In reality, Critical Race Theory teaches that “racial gaps in wealth, power, and status persist not because of conscious hatred or malicious discrimination, but because of unconscious biases and the routine ways that institutions operate to benefit some groups at the expense of others,” according to an op-ed by Michael Schwalbe, a professor of sociology at North Carolina State University who teaches it. He notes it specifically does not aim to make anyone feel guilt; rather, it points to past systemic factors that resulted in a racial divide — not individuals’ ill intent.
There may be teachers who go about teaching Critical Race Theory in ways that need to be changed, but that’s a far cry from the idea itself being harmful enough that gagging those who rightly seek to teach honest lessons about our nation’s history is warranted. It’s been more than 150 years since the Emancipation Proclamation, and despite the recent addition of Juneteenth to the list of national holidays, people of color continue to be at a severe disadvantage in our country. There are very likely systemic reasons for that. Critical Race Theory teaches aspects of our nation’s history that should not be swept under the rug.
But apparently, many lawmakers and officials, including in New Hampshire, don’t want to give up their brooms.
Not wanting to appear to be attacking Critical Race Theory directly, they slyly and cynically cast the legislation as, instead, tackling the teaching of “divisive” concepts, such as that historically, Blacks have been discriminated against in the United States. The bill went further than the classroom, however. So far, in fact, that members of the governor’s Commission on Law Enforcement Accountability, Community and Transparency have said it would preclude exactly the type of police training on implicit bias that they recommended, and that Gov. Chris Sununu had embraced.
Eventually, the language in the bill became so, well, divisive that state GOP leaders realized it wouldn’t pass, or if it did, Sununu would be likely to veto it to protect his self-styled image as a “moderate.” So they instead folded it into the budget legislation, and to be extra coy, they removed all specific references to “divisive concepts,” that phrase having become a divisive lightning rod itself.
They weren’t fooling anyone, least of all 10 members of another Sununu-appointed panel, the 17-member governor’s Advisory Council on Diversity and Inclusion. Tuesday, they resigned from that group.
“Given your willingness to sign this damaging provision and make it law, we are no longer able to serve as your advisors,” they wrote in a letter to Sununu. “... It should not be taken lightly that nearly every member of the Council that is not part of your administration is resigning today, as we collectively see no path forward with this legislation in place.”
Sununu responded by accusing the members, who include Cheshire County Sheriff Eli Rivera and Dottie Morris, associate vice president for diversity and inclusion at Keene State College, of “playing politics.”
So Sununu, who was lauded for his quick action in creating the LEACT commission in response to the racial justice movement a year ago, and the Diversity and Inclusion Council before that, is now carping at those he chose for those important groups because they called out his hypocrisy in not putting his political capital where his mouth is.

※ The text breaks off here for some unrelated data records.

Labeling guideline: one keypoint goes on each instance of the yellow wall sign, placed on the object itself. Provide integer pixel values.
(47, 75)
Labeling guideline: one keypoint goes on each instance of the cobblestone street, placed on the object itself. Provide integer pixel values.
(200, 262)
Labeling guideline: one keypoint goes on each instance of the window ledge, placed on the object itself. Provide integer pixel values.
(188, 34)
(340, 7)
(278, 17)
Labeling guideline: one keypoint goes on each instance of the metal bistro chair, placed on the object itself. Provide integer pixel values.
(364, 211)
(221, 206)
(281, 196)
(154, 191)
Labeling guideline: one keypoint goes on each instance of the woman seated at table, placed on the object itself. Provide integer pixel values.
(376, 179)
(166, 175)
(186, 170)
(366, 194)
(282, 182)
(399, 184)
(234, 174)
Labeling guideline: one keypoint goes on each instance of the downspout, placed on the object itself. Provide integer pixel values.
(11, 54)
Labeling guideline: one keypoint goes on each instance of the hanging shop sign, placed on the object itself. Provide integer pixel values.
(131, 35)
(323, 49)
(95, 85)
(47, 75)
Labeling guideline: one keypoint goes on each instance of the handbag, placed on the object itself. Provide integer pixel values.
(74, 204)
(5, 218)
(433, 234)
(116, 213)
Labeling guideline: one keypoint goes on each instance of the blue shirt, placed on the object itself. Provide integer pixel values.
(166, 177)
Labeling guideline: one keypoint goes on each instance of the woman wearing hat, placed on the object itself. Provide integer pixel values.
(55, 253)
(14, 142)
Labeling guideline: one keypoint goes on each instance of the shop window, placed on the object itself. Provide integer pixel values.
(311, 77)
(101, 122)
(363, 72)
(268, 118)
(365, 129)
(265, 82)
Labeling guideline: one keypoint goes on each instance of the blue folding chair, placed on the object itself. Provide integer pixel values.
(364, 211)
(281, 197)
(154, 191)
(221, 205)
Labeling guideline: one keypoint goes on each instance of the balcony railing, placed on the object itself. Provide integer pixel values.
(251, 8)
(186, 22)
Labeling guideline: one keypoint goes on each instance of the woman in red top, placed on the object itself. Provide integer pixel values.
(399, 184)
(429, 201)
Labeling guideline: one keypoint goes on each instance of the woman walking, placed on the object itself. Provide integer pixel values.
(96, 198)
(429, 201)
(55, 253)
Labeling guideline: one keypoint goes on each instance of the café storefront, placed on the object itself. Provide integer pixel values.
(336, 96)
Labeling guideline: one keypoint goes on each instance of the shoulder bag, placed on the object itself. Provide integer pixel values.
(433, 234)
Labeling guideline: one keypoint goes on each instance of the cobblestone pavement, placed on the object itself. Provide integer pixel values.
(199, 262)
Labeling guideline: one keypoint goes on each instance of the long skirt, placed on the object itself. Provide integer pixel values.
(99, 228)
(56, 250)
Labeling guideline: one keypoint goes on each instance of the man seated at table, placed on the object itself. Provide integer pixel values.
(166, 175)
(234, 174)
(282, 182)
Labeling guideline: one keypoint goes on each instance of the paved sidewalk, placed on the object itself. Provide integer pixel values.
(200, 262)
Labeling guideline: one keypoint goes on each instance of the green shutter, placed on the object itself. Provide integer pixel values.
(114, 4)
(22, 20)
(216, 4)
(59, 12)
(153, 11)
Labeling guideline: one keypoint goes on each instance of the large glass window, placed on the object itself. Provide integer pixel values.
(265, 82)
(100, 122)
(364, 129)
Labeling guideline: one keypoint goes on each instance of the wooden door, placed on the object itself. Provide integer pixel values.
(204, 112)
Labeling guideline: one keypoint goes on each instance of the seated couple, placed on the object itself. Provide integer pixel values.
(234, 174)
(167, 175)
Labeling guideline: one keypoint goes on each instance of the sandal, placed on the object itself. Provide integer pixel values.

Sununu was, at least in his words, opposed to the divisive concepts bill before he was for it. Just as he was opposed to the extreme abortion ban also folded into the budget legislation, until he signed it.
Of that, Sununu said he still opposes the ban, but that it’s not enough to veto the entire budget over. Funny, he never found any problem in vetoing any of the Democratic-led Legislature’s 80-odd bills he whacked over the past two years, including the entire state budget. In each case, he swore it wasn’t partisan politics at play, but a matter of principle.
Maybe the key principle at play was keeping the favor of the state’s conservative voters.
Or, perhaps, after all that use, his veto pen has simply run out of ink.